The utility of Xenopus laevis, a common research subject for developmental biology, retinal physiology, cell biology, and other investigations, has been limited by lack of a robust gene knockout or knock-down technology. Here we describe manipulation of the X. laevis genome using CRISPR/Cas9 to model the human disorder retinitis pigmentosa, and to introduce point mutations or exogenous DNA sequences. We introduced and characterized in-frame and out-of-frame insertions and deletions in three genes encoding rhodopsin by co-injection of Cas9 mRNA, eGFP mRNA, and single guide RNAs into fertilized eggs. Deletions were characterized by direct sequencing and cloning; phenotypes were assessed by assays of rod opsin in retinal extracts, and confocal microscopy of cryosectioned and immunolabeled contralateral eyes. We obtained germline transmission of editing to F1 offspring. In-frame deletions frequently caused dominant retinal degeneration associated with rhodopsin biosynthesis defects, while frameshift phenotypes were consistent with knockout. We inserted eGFP or point mutations into rhodopsin genes by co-injection of repair fragments with homology to the Cas9 target sites. Our techniques can produce high frequency gene editing in X. laevis, permitting analysis in the F0 generation, and advancing the utility of X. laevis as a subject for biological research and disease modeling.

Characterization of rhodopsin P23H-induced retinal degeneration in a Xenopus laevis model of retinitis pigmentosa.

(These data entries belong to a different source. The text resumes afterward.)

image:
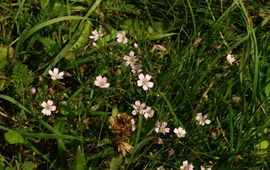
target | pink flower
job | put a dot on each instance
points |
(180, 132)
(230, 58)
(186, 166)
(148, 112)
(130, 59)
(121, 37)
(48, 107)
(161, 128)
(145, 82)
(102, 82)
(33, 90)
(138, 107)
(202, 119)
(55, 75)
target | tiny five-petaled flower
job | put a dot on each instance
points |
(202, 119)
(205, 168)
(121, 37)
(145, 82)
(96, 35)
(180, 132)
(230, 58)
(148, 112)
(101, 82)
(55, 75)
(48, 107)
(161, 128)
(133, 122)
(186, 166)
(138, 107)
(130, 59)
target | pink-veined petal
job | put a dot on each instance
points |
(43, 104)
(147, 77)
(139, 83)
(141, 76)
(53, 108)
(150, 84)
(145, 87)
(49, 102)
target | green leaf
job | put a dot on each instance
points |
(29, 165)
(14, 137)
(79, 159)
(115, 163)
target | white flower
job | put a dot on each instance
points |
(96, 35)
(55, 75)
(205, 168)
(135, 45)
(148, 112)
(101, 82)
(202, 119)
(133, 121)
(160, 48)
(121, 37)
(138, 107)
(186, 166)
(230, 58)
(145, 81)
(160, 168)
(136, 68)
(180, 132)
(48, 107)
(161, 128)
(131, 59)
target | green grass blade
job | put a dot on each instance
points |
(33, 30)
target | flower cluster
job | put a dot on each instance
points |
(102, 82)
(202, 119)
(186, 166)
(96, 34)
(121, 37)
(48, 106)
(141, 108)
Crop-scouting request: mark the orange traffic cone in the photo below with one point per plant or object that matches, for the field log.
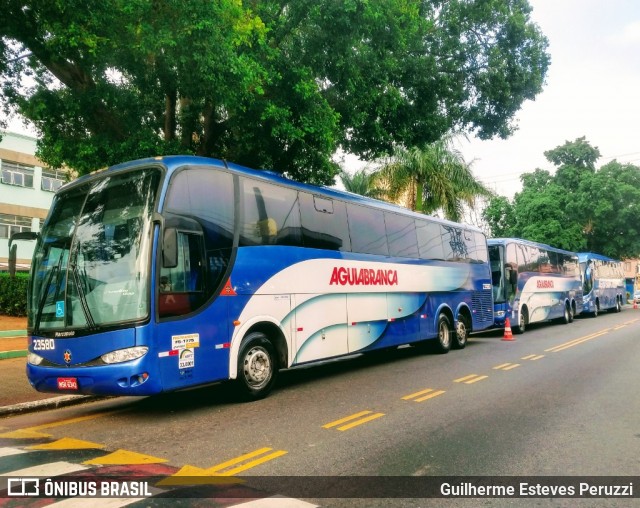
(507, 330)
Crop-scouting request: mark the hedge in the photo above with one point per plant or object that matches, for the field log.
(13, 294)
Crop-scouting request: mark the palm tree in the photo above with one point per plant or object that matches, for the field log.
(431, 178)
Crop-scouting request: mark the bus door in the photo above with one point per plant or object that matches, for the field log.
(192, 339)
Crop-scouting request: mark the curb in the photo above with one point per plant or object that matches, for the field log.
(13, 333)
(4, 355)
(52, 403)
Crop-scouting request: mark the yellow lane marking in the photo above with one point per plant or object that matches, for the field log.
(238, 460)
(361, 421)
(225, 469)
(470, 379)
(355, 419)
(430, 396)
(248, 465)
(575, 342)
(417, 394)
(345, 419)
(506, 366)
(33, 432)
(70, 421)
(124, 457)
(422, 395)
(67, 443)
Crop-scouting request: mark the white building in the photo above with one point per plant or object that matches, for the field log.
(26, 192)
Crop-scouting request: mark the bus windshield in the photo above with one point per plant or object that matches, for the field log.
(91, 264)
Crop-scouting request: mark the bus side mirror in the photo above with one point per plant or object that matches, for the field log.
(170, 248)
(20, 235)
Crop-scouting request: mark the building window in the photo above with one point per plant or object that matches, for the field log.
(10, 224)
(14, 173)
(52, 180)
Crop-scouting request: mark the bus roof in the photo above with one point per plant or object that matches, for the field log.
(173, 162)
(585, 256)
(504, 241)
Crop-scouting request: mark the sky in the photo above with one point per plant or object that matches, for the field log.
(592, 89)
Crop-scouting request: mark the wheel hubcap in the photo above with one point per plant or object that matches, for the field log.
(444, 335)
(257, 367)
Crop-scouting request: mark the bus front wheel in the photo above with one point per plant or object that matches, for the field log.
(462, 333)
(257, 367)
(442, 344)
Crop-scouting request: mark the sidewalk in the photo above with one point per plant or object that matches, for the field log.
(17, 395)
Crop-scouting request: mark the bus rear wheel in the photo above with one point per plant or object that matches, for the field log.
(257, 367)
(462, 333)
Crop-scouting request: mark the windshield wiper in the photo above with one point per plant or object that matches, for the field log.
(81, 296)
(43, 296)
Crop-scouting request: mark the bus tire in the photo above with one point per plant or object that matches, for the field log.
(257, 367)
(461, 336)
(442, 344)
(523, 321)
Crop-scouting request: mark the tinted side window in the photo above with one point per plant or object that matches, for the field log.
(570, 265)
(456, 245)
(366, 228)
(324, 223)
(481, 248)
(429, 240)
(401, 235)
(271, 214)
(208, 195)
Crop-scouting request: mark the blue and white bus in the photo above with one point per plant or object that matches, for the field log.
(533, 282)
(172, 272)
(603, 283)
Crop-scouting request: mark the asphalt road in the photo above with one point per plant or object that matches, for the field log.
(560, 400)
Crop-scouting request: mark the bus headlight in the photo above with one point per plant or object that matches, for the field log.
(34, 359)
(124, 355)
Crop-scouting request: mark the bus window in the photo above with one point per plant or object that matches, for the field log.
(455, 244)
(181, 287)
(366, 226)
(401, 235)
(430, 240)
(324, 223)
(271, 215)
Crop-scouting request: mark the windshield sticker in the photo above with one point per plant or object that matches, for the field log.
(184, 341)
(187, 359)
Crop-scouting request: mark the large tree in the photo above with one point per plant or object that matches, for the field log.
(431, 178)
(579, 208)
(269, 83)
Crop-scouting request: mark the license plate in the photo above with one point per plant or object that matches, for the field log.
(67, 383)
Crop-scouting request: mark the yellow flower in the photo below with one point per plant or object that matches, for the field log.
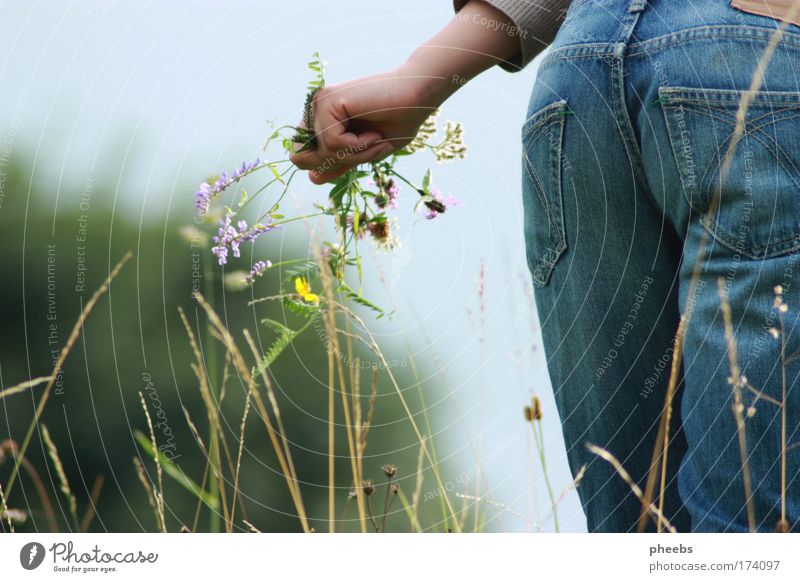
(304, 290)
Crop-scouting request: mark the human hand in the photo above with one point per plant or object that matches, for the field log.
(367, 119)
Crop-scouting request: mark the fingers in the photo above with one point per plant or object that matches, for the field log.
(323, 173)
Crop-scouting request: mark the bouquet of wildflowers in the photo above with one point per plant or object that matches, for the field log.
(362, 204)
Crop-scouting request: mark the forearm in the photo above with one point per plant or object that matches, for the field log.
(478, 37)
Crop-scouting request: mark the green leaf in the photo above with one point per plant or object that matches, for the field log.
(426, 181)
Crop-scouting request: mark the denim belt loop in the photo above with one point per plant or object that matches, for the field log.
(635, 9)
(637, 5)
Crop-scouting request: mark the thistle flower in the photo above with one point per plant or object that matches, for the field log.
(351, 224)
(257, 270)
(382, 232)
(228, 238)
(388, 191)
(368, 486)
(206, 191)
(439, 204)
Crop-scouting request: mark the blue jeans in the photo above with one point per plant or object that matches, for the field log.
(644, 201)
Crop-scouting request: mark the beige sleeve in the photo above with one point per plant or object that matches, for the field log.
(536, 23)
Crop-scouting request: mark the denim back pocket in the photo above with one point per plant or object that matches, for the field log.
(758, 210)
(545, 238)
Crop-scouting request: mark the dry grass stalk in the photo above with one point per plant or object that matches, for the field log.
(6, 512)
(242, 368)
(148, 487)
(23, 386)
(418, 490)
(91, 510)
(239, 454)
(276, 411)
(71, 340)
(159, 495)
(62, 477)
(437, 475)
(738, 405)
(332, 332)
(656, 513)
(30, 470)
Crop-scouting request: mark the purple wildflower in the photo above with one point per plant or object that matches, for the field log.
(257, 270)
(202, 198)
(228, 238)
(207, 191)
(387, 193)
(351, 223)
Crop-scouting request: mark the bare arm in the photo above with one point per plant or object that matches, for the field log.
(366, 119)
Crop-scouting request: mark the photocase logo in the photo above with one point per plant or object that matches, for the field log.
(31, 555)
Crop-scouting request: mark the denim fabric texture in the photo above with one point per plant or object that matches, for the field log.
(639, 177)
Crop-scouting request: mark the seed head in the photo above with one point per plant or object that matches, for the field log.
(368, 486)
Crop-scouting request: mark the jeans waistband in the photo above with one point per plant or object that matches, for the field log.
(613, 22)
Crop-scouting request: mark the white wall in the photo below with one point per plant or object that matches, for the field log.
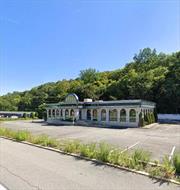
(169, 116)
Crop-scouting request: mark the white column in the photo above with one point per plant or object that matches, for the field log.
(91, 114)
(63, 113)
(107, 115)
(137, 115)
(47, 114)
(99, 114)
(55, 113)
(51, 114)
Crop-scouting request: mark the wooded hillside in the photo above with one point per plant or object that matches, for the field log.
(150, 76)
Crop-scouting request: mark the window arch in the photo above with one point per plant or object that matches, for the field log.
(53, 113)
(88, 114)
(132, 115)
(123, 115)
(72, 113)
(113, 115)
(103, 115)
(49, 113)
(57, 112)
(66, 113)
(94, 115)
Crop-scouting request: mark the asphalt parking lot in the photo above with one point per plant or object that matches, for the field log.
(159, 139)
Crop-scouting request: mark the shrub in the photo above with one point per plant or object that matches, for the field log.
(139, 159)
(32, 115)
(168, 169)
(176, 162)
(114, 156)
(103, 151)
(44, 140)
(88, 150)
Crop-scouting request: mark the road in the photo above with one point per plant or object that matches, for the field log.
(24, 167)
(159, 139)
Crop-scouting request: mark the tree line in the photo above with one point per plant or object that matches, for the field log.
(151, 76)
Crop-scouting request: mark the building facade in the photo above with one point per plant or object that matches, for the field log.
(119, 113)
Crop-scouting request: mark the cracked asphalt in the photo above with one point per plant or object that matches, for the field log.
(158, 139)
(24, 167)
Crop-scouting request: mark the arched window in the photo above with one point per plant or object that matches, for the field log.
(88, 114)
(123, 115)
(80, 115)
(49, 113)
(94, 115)
(113, 115)
(53, 114)
(103, 115)
(66, 113)
(57, 112)
(132, 115)
(72, 113)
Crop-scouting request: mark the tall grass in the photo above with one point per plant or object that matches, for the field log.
(176, 162)
(138, 159)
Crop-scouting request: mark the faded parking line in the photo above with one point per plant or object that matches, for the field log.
(129, 147)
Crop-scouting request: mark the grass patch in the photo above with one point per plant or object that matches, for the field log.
(15, 119)
(176, 162)
(138, 159)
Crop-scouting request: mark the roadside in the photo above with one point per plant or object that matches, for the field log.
(158, 139)
(27, 167)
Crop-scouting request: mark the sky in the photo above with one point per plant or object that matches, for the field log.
(49, 40)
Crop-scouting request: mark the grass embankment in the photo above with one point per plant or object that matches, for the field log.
(15, 119)
(137, 160)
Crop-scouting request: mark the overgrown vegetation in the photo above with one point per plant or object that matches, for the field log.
(150, 76)
(137, 159)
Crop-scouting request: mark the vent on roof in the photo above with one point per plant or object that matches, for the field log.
(87, 100)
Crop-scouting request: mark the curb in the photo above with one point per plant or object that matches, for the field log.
(94, 160)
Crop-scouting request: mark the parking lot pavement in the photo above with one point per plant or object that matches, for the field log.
(25, 167)
(158, 139)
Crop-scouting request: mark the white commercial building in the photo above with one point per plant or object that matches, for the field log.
(118, 113)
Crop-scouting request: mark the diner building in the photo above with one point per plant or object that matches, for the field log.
(120, 113)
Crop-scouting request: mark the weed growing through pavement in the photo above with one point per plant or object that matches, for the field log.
(138, 159)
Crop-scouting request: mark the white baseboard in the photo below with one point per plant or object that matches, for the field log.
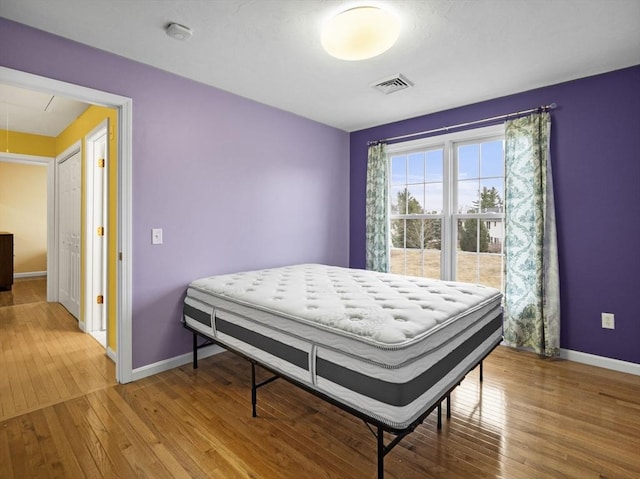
(32, 274)
(166, 364)
(601, 361)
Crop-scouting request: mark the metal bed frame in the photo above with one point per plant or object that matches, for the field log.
(380, 428)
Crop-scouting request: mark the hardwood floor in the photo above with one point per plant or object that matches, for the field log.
(44, 357)
(529, 418)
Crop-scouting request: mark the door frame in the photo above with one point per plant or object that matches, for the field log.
(124, 106)
(53, 275)
(96, 247)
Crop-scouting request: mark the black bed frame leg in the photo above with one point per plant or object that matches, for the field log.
(381, 453)
(195, 351)
(254, 394)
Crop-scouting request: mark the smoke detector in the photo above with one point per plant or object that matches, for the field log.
(179, 32)
(392, 84)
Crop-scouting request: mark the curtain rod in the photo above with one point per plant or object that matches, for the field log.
(551, 106)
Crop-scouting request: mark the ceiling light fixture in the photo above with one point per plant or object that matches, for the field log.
(179, 32)
(360, 33)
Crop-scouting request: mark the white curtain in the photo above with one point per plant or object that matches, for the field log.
(532, 293)
(377, 229)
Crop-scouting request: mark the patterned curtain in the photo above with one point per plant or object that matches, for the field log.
(377, 236)
(532, 293)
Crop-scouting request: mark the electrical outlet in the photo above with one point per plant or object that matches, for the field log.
(156, 236)
(608, 321)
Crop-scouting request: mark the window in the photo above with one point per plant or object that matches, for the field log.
(446, 197)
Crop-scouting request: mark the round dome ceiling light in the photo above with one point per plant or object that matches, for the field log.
(360, 33)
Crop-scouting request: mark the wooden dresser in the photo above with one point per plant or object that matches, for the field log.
(6, 261)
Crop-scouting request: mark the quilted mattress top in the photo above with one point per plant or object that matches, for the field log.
(381, 308)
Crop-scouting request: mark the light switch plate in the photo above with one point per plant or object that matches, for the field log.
(156, 236)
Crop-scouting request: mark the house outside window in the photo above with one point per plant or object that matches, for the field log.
(446, 198)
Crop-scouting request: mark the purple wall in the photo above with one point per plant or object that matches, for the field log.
(595, 152)
(234, 184)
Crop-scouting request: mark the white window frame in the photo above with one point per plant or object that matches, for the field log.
(449, 216)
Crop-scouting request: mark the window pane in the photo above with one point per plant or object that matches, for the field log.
(398, 170)
(435, 165)
(492, 163)
(415, 200)
(468, 196)
(422, 255)
(397, 233)
(398, 200)
(495, 230)
(468, 164)
(398, 261)
(414, 236)
(476, 261)
(433, 235)
(433, 198)
(416, 168)
(492, 195)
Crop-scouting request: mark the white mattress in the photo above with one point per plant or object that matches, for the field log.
(386, 345)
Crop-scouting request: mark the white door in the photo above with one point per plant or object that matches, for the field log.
(69, 171)
(96, 253)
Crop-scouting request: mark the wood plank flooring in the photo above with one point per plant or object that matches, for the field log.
(529, 418)
(44, 357)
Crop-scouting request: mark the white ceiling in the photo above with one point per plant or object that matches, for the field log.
(34, 112)
(456, 52)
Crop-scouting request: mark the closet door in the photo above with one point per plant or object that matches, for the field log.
(69, 190)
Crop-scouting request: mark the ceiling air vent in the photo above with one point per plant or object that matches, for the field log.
(392, 84)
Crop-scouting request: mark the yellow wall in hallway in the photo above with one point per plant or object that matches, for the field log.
(23, 194)
(23, 212)
(27, 144)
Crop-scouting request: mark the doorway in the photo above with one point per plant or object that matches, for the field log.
(68, 202)
(121, 260)
(96, 297)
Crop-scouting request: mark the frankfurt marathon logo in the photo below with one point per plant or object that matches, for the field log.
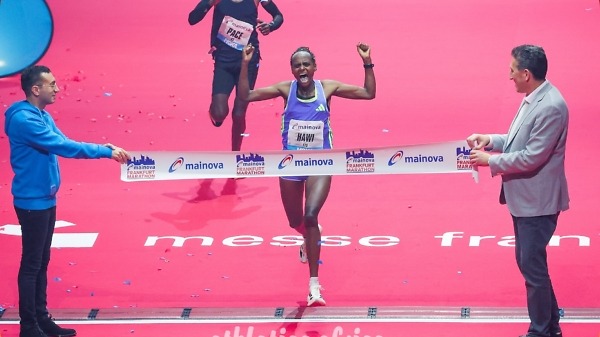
(462, 159)
(250, 165)
(199, 166)
(141, 169)
(59, 240)
(361, 161)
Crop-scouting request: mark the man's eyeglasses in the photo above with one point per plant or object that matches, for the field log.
(52, 85)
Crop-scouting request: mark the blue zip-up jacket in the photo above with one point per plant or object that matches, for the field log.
(35, 143)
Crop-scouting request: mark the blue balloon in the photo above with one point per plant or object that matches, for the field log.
(26, 29)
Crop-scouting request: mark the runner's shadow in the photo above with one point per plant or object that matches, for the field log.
(202, 205)
(289, 329)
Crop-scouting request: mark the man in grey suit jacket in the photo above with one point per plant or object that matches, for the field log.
(531, 161)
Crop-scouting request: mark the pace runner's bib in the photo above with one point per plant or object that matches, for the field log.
(305, 135)
(235, 33)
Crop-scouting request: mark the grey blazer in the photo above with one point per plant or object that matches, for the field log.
(532, 161)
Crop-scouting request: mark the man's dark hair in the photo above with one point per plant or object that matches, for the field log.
(532, 58)
(32, 76)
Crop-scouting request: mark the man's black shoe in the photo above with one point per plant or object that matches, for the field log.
(31, 331)
(53, 330)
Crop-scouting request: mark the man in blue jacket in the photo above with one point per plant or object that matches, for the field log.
(35, 142)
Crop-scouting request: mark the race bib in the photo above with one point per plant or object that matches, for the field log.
(235, 33)
(305, 134)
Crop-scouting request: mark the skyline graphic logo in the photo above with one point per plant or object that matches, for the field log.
(143, 168)
(463, 161)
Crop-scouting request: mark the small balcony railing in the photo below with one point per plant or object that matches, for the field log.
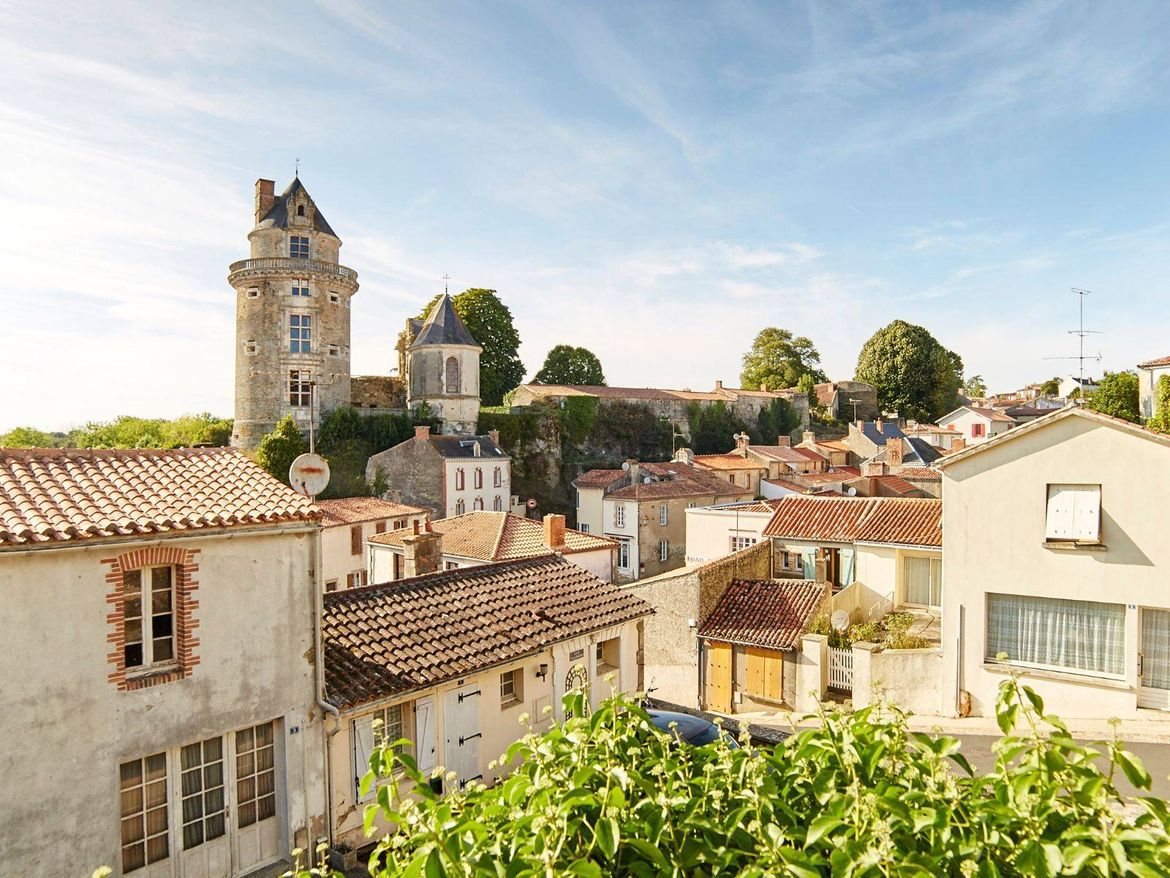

PURPOSE: To investigate the pathogenic mechanisms that underlie retinal degeneration induced by the rhodopsin mutation P23H in a Xenopus laevis model of RP. METHODS: Transgenic X. laevis were generated that expressed the rhodopsin mutants rhoP23H and rhoP23H/K29R (a variant incapable of transducin activation). Using quantitative dot blot assay, transgenic rhodopsin levels and the extent of retinal degeneration were determined. The contribution of rhodopsin signal transduction to cell death was assessed by comparison of rhoP23H and rhoP23H/K296R effects and by dark rearing of rhoP23H tadpoles. Intracellular localization and the oligomeric state of rhoP23H were determined by confocal immunofluorescence microscopy and Western blot analysis. RESULTS: RhoP23H induced retinal degeneration in a dose-dependent manner whereas expression of a control rhodopsin did not, indicating that rod photoreceptor death was specific to the P23H mutation and was not caused by the overexpression of rhodopsin. Neither abolishment of rhoP23H photosensitivity and ability to activate transducin nor dark rearing rescued rod viability. RhoP23H was localized primarily to the endoplasmic reticulum (ER) of inner segments. Western blot analysis of transgenic retinas showed that rhoP23H was prone to form dimers and higher molecular weight oligomers. However, aggresomes were not observed in rhoP23H transgenic retinal sections, despite their being reported in cultured cells expressing rhoP23H. CONCLUSIONS: These results support a role for rhoP23H misfolding and inner segment accumulation in rod death, possibly by ER overload or other cellular stress pathways rather than by altered rhodopsin signal transduction or aggresome formation.